Political appointees overrule career civil servants all the time. And under our system of democratically accountable agency control, it’s good that they do. But civil servants are also often the keepers of agency expertise. In this case, they are the ones who have years of experience administering surveys. So when their judgments are cast aside, eyebrows should be raised.
Lack of senate-confirmed appointee. Often, when a political appointee of a parent agency like Commerce attempts to act in a highly politicized way, the head of a more expert subagency — here that would be the Census Director — will step in. Perhaps they will go toe-to-toe with that parent agency head in internal meetings or even go so far as to publicly protest (as happened with the FDA Commissioner objecting to a decision by President Obama’s Secretary of Health and Human Services to prevent Plan B from being offered over-the-counter to certain age groups).
True, Congress has delegated the final decisionmaking power here to the Commerce Secretary, but the institutional reputation of Census is also on the line, and Census Directors usually care. Why isn’t that internal check being exercised here? The Census has lacked a Senate-confirmed Director since last June. Acting officials can be great, but they lack the political capital and sense of legitimacy to challenge Senate-confirmed appointees.
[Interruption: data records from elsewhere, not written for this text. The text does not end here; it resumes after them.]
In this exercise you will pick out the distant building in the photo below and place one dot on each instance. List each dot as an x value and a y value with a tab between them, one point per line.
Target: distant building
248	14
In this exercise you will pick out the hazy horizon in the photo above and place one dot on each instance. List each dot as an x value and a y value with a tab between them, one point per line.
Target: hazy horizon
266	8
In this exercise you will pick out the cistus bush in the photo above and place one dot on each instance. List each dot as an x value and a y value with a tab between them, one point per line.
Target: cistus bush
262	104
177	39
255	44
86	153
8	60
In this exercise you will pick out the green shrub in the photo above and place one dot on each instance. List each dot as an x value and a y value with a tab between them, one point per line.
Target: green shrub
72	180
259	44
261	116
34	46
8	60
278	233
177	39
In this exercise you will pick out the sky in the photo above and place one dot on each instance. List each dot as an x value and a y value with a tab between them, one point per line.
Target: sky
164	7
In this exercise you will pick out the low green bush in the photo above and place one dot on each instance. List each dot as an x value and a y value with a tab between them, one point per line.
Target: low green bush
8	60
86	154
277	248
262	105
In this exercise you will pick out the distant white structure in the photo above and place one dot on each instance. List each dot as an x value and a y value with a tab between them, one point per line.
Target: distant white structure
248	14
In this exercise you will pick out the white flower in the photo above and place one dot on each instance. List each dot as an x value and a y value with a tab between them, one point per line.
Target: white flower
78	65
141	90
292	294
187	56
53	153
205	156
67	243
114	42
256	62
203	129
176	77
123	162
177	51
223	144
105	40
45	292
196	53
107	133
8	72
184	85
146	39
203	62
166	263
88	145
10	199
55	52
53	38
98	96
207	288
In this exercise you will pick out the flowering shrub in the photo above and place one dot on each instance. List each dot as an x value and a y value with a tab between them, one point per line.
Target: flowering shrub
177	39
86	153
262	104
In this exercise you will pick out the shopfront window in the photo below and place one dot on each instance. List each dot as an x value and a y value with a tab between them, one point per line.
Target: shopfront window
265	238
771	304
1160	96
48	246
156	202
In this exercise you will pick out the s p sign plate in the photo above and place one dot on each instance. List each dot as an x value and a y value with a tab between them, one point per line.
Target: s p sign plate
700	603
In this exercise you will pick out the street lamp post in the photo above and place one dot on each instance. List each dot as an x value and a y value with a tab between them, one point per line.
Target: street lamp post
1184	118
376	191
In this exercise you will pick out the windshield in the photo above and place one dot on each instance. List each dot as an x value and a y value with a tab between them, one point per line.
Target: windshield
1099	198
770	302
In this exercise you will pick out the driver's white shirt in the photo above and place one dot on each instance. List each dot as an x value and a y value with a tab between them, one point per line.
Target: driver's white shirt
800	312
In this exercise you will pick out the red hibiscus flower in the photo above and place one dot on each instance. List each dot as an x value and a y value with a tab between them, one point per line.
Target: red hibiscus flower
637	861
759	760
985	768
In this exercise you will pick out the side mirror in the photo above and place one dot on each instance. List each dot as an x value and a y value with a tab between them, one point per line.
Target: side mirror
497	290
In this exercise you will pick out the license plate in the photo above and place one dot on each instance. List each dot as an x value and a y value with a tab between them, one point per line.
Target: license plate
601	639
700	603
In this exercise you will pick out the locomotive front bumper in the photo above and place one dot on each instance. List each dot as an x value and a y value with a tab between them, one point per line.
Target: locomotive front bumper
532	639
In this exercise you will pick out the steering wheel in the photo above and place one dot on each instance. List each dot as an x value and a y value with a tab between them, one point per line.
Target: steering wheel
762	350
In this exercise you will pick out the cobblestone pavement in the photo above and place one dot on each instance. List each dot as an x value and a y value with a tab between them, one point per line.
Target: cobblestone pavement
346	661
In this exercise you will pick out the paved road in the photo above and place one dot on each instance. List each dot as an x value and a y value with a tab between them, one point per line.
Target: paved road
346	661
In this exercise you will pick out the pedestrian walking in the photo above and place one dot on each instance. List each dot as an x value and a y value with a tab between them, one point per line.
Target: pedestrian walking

Avoiding public comment. Finally, when an agency avoids its legal obligations to engage in public comment, the agency is either disinterested in the information it might receive or otherwise trying to ram a decision through. Here, at long last, we come to the Paperwork Reduction Act (PRA) and Data Quality Act (DQA). Suffice to say that both statutes require agencies to allow for public input on information integrity, with more formalized comment periods under the PRA. A quick search of the Federal Register, however, suggests that Commerce has not done anything of the sort for pre-testing of a citizenship question or related efforts to understand how such a question would impact the accuracy of the census. Unfortunately, neither the PRA nor DQA are judicially enforceable, but violations should be sounding political fire alarms.
Surveying the signals above, one can’t help but think that the Commerce Department’s decision was motivated by something other than the evidence before it. After all, the failure to collect evidence itself is usually a sign that some other motive besides expertise is at play. But this would not be the first time a judge has had to disentangle pretext from reality. And when a court is called upon to do so here, it would do well to remember that where there is smoke, there is usually a fire.